Healing: Miracles or Magic


Matthew 12 is about widening rift between Jesus and the Jewish religious leadership.

Incidentally both Matthew and Luke use the religious and political leadership of Israel as being representative of where the whole nation stands on Jesus (Lk 13 31-35 19:41-44).

Why is this “Vintage Jesus”. The miracle, told in a single verse, reflects one of the most significant kinds of activity in Jesus’ ministry. Most miracles are told with vivid detail, while reactions to them are only briefly summarised. Here the situation is the opposite, in that the reaction dominates the account.

This incident summarises the public debate over Jesus’ miraculous work and carries an explanatory significance for all his miracles.

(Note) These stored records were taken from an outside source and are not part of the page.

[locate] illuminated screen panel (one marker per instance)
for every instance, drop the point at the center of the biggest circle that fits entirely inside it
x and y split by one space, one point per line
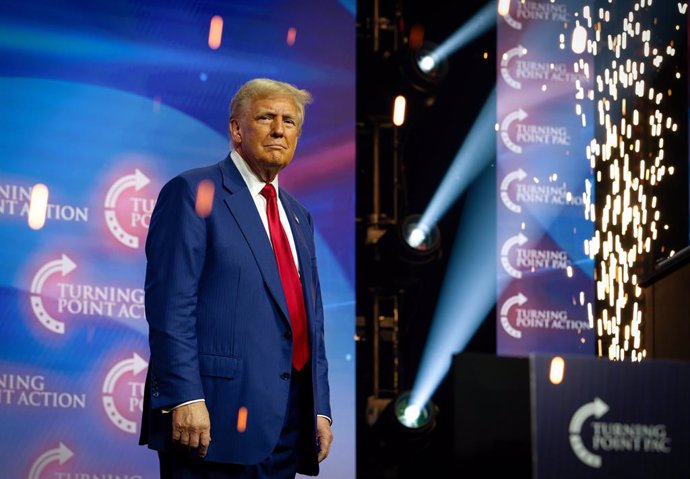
103 104
544 276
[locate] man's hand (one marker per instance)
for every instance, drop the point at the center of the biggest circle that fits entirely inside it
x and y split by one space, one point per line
324 434
192 427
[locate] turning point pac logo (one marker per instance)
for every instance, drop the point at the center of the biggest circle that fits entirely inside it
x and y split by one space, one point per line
123 393
613 437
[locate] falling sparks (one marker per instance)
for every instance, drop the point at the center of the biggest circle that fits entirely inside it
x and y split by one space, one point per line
291 36
204 198
628 161
215 32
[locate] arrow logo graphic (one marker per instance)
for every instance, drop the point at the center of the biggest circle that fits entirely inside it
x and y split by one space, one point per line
505 124
61 453
136 364
64 265
518 239
137 180
518 299
596 408
518 175
518 51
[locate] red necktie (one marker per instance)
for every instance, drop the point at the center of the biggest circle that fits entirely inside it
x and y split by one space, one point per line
290 279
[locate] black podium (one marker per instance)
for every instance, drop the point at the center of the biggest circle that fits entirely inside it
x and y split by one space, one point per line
667 308
600 419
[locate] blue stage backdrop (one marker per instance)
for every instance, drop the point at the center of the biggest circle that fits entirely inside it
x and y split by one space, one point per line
103 102
545 278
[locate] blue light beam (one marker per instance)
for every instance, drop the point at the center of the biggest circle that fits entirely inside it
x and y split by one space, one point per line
476 151
469 289
481 22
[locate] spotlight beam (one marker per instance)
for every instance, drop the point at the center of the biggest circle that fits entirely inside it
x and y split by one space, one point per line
468 292
482 21
475 153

1. The issue here is Jesus’ authority.

When he exorcises a demon that is the source of a man’s being mute, the discussion begins about the unusual character of Jesus’ ministry. Two approaches emerge.

a) Some say his work to Beelzebub.
This name, probably originally referring to a pagan god, was applied to Satan, designating him as "Lord of the Flies." This derisive name indicated a lack of respect for this powerful figure. To some, therefore, Jesus’ power is demonic.

This is a serious claim. The Greek means “vilification (especially against God), blasphemy, evil speaking, railing”, an active and on-going opposition. It is to witness God’s goodness and call it (and continue to call it) evil.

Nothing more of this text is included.